The Debut Of Bimbashi Joyce
by
It was in the days when the tide of Mahdism, which had swept in such a flood from the great Lakes and Darfur to the confines of Egypt, had at last come to its full, and even begun, as some hoped, to show signs of a turn. At its outset it had been terrible. It had engulfed Hicks’s army, swept over Gordon and Khartoum, rolled behind the British forces as they retired down the river, and finally cast up a spray of raiding parties as far north as Assouan. Then it found other channels to east and west, to Central Africa and to Abyssinia, and retired a little on the side of Egypt. For ten years there ensued a lull, during which the frontier garrisons looked out upon those distant blue hills of Dongola. Behind the violet mists which draped them lay a land of blood and horror. From time to time some adventurer went south towards those haze-girt mountains, tempted by stories of gum and ivory, but none ever returned. Once a mutilated Egyptian and once a Greek woman, mad with thirst and fear, made their way to the lines. They were the only exports of that country of darkness. Sometimes the sunset would turn those distant mists into a bank of crimson, and the dark mountains would rise from that sinister reek like islands in a sea of blood. It seemed a grim symbol in the southern heaven when seen from the fort-capped hills by Wady Halfa. Ten years of lust in Khartoum, ten years of silent work in Cairo, and then all was ready, and it was time for civilisation to take a trip south once more, travelling as her wont is in an armoured train. Everything was ready, down to the last pack-saddle of the last camel, and yet no one suspected it, for an unconstitutional Government has its advantage. A great administrator had argued, and managed, and cajoled; a great soldier had organised and planned, and made piastres do the work of pounds. And then one night these two master spirits met and clasped hands, and the soldier vanished away upon some business of his own. And just at that very time, Bimbashi Hilary Joyce, seconded from the Royal Mallow Fusiliers, and temporarily attached to the Ninth Soudanese, made his first appearance in Cairo.

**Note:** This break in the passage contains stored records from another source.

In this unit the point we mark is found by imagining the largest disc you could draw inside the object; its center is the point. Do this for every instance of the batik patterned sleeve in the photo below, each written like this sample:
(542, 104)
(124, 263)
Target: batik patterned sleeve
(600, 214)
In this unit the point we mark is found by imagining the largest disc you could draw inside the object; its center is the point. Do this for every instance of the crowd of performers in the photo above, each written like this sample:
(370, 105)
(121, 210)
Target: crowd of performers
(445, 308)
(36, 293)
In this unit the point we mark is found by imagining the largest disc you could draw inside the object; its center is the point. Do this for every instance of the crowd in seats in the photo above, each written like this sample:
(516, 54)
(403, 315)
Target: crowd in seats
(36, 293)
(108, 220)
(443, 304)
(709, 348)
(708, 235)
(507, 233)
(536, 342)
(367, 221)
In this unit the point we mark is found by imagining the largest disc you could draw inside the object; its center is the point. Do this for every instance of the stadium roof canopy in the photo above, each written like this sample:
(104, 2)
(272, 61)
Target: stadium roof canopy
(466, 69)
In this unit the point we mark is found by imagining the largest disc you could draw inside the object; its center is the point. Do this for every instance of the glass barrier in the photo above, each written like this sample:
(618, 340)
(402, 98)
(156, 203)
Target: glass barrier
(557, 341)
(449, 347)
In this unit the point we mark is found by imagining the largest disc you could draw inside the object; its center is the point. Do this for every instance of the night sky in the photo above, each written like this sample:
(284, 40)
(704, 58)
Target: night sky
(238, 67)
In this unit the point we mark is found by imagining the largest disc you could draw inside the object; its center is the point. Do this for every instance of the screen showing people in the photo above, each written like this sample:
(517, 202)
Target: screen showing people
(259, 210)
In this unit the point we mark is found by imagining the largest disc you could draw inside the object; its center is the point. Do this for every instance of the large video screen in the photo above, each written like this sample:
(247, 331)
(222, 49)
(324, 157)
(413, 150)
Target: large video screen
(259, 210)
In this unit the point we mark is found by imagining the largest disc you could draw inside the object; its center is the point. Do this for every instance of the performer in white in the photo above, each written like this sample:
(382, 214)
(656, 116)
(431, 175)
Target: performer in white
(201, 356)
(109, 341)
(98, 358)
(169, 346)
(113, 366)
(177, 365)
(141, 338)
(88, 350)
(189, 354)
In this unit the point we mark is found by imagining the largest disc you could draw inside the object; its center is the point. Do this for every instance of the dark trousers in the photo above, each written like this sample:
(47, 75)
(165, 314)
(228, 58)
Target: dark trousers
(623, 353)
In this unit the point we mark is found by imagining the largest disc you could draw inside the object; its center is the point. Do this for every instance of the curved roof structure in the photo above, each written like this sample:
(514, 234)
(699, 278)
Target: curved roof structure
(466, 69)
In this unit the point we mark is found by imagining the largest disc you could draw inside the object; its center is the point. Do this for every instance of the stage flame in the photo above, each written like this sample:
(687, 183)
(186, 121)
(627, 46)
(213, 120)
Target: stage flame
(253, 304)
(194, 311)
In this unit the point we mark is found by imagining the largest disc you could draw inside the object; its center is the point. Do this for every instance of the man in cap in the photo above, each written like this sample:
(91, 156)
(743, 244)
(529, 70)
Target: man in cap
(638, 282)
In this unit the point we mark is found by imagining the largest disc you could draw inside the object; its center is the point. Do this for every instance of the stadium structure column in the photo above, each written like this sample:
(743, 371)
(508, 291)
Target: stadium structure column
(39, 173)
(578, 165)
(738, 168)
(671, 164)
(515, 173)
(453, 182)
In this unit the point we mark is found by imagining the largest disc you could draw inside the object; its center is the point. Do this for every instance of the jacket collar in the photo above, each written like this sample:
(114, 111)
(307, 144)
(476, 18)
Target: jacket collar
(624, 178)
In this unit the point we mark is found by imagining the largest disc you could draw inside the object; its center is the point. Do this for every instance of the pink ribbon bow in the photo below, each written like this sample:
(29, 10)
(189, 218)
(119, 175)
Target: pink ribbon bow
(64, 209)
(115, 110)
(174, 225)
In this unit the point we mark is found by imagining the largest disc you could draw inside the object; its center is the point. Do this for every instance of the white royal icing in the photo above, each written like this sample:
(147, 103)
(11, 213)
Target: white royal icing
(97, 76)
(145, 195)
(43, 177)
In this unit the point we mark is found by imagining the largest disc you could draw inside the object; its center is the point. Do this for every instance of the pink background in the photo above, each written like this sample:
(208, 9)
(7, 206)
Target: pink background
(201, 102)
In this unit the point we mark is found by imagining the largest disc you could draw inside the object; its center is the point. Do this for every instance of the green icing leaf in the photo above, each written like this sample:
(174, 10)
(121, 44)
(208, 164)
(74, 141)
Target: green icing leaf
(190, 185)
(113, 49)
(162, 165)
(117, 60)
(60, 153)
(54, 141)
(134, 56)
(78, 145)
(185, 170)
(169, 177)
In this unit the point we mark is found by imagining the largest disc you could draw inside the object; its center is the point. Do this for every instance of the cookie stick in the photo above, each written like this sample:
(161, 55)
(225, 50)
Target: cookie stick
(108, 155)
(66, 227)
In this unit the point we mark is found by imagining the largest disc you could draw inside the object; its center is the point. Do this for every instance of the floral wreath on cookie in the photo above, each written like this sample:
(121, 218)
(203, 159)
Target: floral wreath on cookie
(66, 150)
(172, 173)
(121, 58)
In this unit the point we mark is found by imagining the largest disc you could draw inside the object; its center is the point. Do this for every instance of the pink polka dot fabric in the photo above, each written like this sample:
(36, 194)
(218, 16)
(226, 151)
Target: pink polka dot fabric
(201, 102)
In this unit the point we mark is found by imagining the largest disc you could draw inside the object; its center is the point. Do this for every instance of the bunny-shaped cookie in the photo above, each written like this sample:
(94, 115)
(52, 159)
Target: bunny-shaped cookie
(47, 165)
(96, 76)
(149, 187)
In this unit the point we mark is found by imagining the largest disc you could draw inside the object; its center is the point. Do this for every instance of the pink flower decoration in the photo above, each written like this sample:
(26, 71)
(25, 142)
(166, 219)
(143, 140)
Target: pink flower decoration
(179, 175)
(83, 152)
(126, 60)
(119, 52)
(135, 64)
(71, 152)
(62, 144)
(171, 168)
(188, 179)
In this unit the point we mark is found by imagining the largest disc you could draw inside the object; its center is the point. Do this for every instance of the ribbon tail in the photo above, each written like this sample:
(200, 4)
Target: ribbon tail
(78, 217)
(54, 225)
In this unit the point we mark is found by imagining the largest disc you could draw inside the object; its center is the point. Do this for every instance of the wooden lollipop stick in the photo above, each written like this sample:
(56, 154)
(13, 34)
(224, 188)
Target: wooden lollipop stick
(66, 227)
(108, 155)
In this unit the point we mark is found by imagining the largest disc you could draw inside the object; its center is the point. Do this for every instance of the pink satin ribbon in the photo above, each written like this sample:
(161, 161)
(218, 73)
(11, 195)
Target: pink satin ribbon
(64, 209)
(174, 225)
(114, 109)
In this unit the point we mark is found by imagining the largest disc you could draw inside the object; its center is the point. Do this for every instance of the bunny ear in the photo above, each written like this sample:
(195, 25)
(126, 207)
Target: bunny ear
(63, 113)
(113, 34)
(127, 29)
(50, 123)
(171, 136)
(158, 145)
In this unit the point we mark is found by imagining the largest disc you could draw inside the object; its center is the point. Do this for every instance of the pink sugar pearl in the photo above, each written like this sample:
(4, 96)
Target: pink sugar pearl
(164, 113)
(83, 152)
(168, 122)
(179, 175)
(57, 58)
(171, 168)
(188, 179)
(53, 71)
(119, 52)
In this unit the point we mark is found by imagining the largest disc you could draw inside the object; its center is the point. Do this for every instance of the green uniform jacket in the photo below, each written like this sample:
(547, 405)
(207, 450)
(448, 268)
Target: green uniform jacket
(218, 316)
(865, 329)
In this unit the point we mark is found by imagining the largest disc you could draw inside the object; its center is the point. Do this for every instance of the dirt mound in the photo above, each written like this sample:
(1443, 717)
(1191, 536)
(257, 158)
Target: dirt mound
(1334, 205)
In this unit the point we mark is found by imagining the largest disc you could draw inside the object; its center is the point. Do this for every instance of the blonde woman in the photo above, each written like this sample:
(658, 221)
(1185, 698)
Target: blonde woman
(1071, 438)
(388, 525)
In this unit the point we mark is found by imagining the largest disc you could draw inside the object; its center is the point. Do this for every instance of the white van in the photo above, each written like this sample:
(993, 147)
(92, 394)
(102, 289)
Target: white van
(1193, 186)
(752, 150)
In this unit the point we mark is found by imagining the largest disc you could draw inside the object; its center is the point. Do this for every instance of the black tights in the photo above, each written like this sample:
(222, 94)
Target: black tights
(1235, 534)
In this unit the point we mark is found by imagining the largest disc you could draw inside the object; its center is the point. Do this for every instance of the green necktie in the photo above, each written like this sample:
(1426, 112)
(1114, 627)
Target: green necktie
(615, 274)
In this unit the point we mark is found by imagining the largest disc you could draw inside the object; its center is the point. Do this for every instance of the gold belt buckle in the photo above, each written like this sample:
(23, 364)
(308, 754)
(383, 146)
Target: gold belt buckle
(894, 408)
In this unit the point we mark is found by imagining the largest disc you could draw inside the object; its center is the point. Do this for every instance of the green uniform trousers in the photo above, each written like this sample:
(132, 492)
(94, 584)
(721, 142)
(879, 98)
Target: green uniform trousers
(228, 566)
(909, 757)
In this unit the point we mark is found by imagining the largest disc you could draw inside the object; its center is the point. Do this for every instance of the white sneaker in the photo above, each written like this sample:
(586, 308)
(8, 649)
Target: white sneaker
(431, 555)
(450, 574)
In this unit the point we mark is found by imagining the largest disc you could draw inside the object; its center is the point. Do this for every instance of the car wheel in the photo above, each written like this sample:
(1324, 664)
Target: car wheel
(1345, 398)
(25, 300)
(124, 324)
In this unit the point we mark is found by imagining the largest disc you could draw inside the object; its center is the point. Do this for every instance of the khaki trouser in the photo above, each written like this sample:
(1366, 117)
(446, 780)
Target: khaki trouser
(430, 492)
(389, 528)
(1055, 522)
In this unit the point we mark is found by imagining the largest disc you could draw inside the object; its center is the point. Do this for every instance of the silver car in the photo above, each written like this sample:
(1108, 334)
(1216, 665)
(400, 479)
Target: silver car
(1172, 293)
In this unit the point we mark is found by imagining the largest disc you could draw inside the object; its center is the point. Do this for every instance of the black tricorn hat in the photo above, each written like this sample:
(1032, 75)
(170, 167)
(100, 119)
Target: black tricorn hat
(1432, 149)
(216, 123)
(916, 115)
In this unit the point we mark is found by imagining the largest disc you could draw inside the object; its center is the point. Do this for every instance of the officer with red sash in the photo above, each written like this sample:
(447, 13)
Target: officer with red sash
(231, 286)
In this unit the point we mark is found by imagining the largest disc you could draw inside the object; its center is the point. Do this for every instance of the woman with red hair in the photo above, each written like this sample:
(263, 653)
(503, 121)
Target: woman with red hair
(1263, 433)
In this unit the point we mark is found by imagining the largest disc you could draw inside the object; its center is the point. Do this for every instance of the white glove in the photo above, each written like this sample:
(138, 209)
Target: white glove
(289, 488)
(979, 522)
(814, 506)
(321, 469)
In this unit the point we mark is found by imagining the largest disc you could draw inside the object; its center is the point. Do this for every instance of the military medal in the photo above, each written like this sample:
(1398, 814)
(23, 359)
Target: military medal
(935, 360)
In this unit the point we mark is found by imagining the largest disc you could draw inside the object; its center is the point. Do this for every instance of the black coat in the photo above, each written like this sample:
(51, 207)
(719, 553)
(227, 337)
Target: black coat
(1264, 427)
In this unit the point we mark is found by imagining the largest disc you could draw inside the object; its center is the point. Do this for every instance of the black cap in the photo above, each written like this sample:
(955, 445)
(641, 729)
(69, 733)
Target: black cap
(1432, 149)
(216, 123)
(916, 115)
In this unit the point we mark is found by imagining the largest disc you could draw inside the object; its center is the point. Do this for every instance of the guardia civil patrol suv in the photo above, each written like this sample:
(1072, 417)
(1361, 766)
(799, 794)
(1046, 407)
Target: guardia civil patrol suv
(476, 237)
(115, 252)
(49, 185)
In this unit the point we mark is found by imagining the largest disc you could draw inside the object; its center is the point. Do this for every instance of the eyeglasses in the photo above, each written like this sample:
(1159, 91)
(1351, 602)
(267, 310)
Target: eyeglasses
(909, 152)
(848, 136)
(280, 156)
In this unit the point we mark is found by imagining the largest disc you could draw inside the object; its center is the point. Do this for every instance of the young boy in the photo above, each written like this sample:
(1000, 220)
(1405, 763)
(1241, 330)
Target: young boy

Napoleon had said, and Hilary Joyce had noted, that great reputations are only to be made in the East. Here he was in the East with four tin cases of baggage, a Wilkinson sword, a Bond’s slug-throwing pistol, and a copy of “Green’s Introduction to the Study of Arabic.” With such a start, and the blood of youth running hot in his veins, everything seemed easy. He was a little frightened of the general; he had heard stories of his sternness to young officers, but with tact and suavity he hoped for the best. So, leaving his effects at “Shepherd’s Hotel,” he reported himself at headquarters. It was not the general, but the head of the Intelligence Department who received him, the chief being still absent upon that business which had called him. Hilary Joyce found himself in the presence of a short, thick-set officer, with a gentle voice and a placid expression which covered a remarkably acute and energetic spirit. With that quiet smile and guileless manner he had undercut and outwitted the most cunning of Orientals. He stood, a cigarette between his fingers, looking at the newcomer. “I heard that you had come. Sorry the chief isn’t here to see you. Gone up to the frontier, you know.”
“My regiment is at Wady Halfa. I suppose, sir, that I should report myself there at once?”